The problem is how to guarantee that our data will be eventually consistent and that the updates were applied in the order they were meant to be received. For example, Let's say we have an entity User

User {
   display_name : String,
   email: String,
   bio: String
}

And we are listening changes on those users to keep "display_name" updated in our data store, the messages come in a format such as

{
     event: "UserCreated",
     id: 1000,
     display_name: "MyNewUser"
}

{
     event: "UserChanged",
     id: 1000,
     display_name: "MyNewUser2"
}

There is a scenario where "UserChanged" reaches our listeners before "UserCreated" therefore our code won't be able to find user with id 1000 and fail both transactions. This is where a mechanism to sort those two is desired, we have considered:

  • Timestamps: The problem with timestamps is that although we know the last time we read an update we don't know how many events happened between the last event seen and the one we are currently processing
  • Sequence numbers: This is slightly better but if a sequence is lost then we won't update our storage unless we relax the rules a little bit, we could say that after some time if a sequence hasn't been seen then proceed with the rest of operations

If anyone knows common design patterns that tackle this sort of issue would be great to know, also open to suggestions on perhaps data modeling, etc.

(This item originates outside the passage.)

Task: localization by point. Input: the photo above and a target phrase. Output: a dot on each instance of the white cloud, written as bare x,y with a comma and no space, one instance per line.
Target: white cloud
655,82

Bottomline, I'm pretty sure this is a common software problem that has been solved many times before

Thanks a lot for the help!


Solution

  • My first thought here would be to jump directly to a sequence numbers-based approach, but this works when you got 1 to 1 communication, like in TCP orientated communications. In your case, there is many to one, so without a coordination between the senders, it would be challenging to implement this approach correctly (ex. 2 senders can use the same sequence number).

    Yes, losing the messages would be problematic, but I don't think that's the case of SQS or other cloud-based message queues (of course, it depends on the scale you're working on), because they're known for data duplication instead of data loss (AFAIK).

    One idea I can think of right now is to add a new layer between the senders and the consumer, which will orchestrate the events. It can be the consumer itself, but it can be another service in front of it, let's call it orchestrator.

    The orchestrator is connected with each senders (individually) via 2 queues:

    • The first queue is used to get the actual events from the sender
    • The second queue is used to signal back to the sender an ACK-like event (the message has been received, validated and successfully passed downstream to the consumer (or consumed directly)).

    The way it works is the following:

    • The orchestrator gets the event from the sender A
    • It tries to execute a validation-like operation specific to the message (update on an inexisting user), the operation fails, so it sends a N-ACK message back to sender A, signaling that its message was not able to be processed successfully. Sender A will try to resend the message after some time.
    • In the mean time, it gets the "create user" message from sender B, the message get passed downstream to the consumer
    • Finally, it will get the message from sender A (after some retries).

    This solution ensures message ordering in a pretty basic way, without keeping the events in memory, but rather in the queues. It may work, but it depends on a lot of factors, like number of events, number of senders, etc.